3) your life's story! - I am sit right next to you. You are on your cell phone, and for the 45 minutes we wait on this plane you tell some invisible person about everything that happened to you in your entire life with increasing detail as you approach your current life-situation because, apparently, dinner last night is more fucking interesting than winning the highschool science fair 12 years ago.
now that we've cleared that up, I think I'll go buy a 12 pack of bic lighters and mail them to everywhere I might fly in the next year.
there answer?
butane lighters banned (http://news.yahoo.com/news?tmpl=story&u=/ap/20050301/ap_on_go_ca_st_pe/lighters_planes_1)
now granted I see the wisdom in this (not really but lets not argue that point) and I don't need a lighter to get on a plane and go somewhere but let me ask you a question
Why don't I just wear my fucking gov't issued plain grey jumpsuit to the airport? Then they can march me into security, scan my fucking retina and make me put on a NEW plain grey gov't issued jumpsuit with my flight number printed on front & back in 3" high flourescent yellow numbers?
That makes more fucking sense then letting me blow my money at wal-mart on the chinese made clothes they allow me to choose from as though that I had a goddamn choice right? And that way they could tak emor ein taxes ot help thos eless fortunate individuals who simply cannot seem to ever make their own way unassisted. Isn't it odd that those poorest of the poor people who need the most help are the only ones you DON'T hear about being targeted by terrorists?
I wonder why that is?
Maybe it's because there's no fucking money to be made off of them by the gov't who claims to protect them and there's no hatred for ppl who fail to set there own standard in fundamentalist cultures.

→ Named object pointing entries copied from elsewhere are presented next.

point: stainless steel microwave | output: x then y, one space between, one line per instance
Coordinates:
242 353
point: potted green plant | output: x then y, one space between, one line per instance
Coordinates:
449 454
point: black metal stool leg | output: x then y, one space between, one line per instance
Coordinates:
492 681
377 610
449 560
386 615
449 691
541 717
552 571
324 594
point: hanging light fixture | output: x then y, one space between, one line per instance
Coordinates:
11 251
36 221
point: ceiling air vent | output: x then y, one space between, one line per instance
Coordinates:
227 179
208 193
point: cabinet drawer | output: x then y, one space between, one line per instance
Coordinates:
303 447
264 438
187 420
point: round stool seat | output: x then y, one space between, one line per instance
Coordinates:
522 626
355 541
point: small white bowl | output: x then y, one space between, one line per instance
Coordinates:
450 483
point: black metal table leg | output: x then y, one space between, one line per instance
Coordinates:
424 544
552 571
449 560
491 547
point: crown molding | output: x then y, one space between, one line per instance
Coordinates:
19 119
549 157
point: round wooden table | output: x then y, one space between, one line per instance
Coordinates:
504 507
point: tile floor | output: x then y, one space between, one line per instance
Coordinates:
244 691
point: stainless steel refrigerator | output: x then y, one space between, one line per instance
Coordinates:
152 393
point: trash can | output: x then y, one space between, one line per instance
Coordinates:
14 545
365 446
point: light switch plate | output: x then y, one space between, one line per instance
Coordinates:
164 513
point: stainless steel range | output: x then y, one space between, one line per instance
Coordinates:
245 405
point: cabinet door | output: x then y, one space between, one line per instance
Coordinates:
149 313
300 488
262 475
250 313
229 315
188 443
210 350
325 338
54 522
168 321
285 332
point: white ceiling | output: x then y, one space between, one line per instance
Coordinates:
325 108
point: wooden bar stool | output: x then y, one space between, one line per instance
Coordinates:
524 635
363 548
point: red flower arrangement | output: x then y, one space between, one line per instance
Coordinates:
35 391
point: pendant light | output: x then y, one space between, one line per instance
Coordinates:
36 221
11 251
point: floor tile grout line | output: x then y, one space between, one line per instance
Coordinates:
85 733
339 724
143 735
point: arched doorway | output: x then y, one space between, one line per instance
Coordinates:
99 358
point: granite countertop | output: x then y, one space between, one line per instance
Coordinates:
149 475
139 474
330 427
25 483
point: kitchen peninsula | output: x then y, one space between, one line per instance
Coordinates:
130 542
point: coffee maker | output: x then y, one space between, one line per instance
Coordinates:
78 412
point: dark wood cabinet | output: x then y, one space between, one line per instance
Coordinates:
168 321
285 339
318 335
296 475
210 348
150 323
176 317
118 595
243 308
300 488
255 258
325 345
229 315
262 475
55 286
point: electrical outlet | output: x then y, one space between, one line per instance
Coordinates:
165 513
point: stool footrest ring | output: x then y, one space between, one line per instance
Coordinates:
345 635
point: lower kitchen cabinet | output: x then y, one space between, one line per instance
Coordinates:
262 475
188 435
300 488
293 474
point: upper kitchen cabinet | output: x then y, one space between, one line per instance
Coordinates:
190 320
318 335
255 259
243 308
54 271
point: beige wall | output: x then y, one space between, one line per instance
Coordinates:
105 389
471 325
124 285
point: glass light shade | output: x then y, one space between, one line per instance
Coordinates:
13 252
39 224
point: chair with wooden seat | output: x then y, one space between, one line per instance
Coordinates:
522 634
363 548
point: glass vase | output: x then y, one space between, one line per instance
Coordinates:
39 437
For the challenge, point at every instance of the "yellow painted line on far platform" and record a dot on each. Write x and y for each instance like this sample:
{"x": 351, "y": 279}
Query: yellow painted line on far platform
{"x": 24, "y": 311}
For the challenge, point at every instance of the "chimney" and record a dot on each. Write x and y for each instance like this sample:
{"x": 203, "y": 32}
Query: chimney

Want proof of that statement? Go to any church and tell them that you've decided that you knwo what right & wrong are and that you've spoken to God personally about what you'll be doing in eternity after you die. Go ahead. Let me know how that turns out.
Yes, terrorists love the poor and they will use our billion dollar a year disposable cigarette lighter industry against the rich!
"The disposable cigarette lighter" there's an oxymoron
I think they should have named it the "easily lost cigarette lighter" because that's what happens to them. They disappear like frodo putting on the one ring and you turn into Gollum looking for a way to light your "precious" cigarette.
I guess you won't be going outside to smoke cigarettes at the airport anymore or if you do you'd better smoke the whole fucking pack with a book of matches and then eat the evidence. At least it's low in carbs. Dr Atkins would approve.
as long as your not taking things to the airport here's a few more things to leave at home
1) your attitude - everyone had to drive to the airport an dpay to park too. they all had to deal with the damned security and they all have to wait on their flight. lighten up.
2) your scent - take a bath, take a shower, but do NOT take a bath or a shower in your cologne. wreaking is wreaking and this hippy concept of covering up foul smells with good smells STINKS!
3) your life's story! - I am sit right next to you. You are on your cell phone, and for the 45 minutes we wait on this plane you tell some invisible person about everything that happened to you in your entire life with increasing detail as you approach your current life-situation because, apparently, dinner last night is more fucking interesting than winning the highschool science fair 12 years ago.
now that we've cleared that up, I think I'll go buy a 12 pack of bic lighters and mail them to everywhere I might fly in the next year.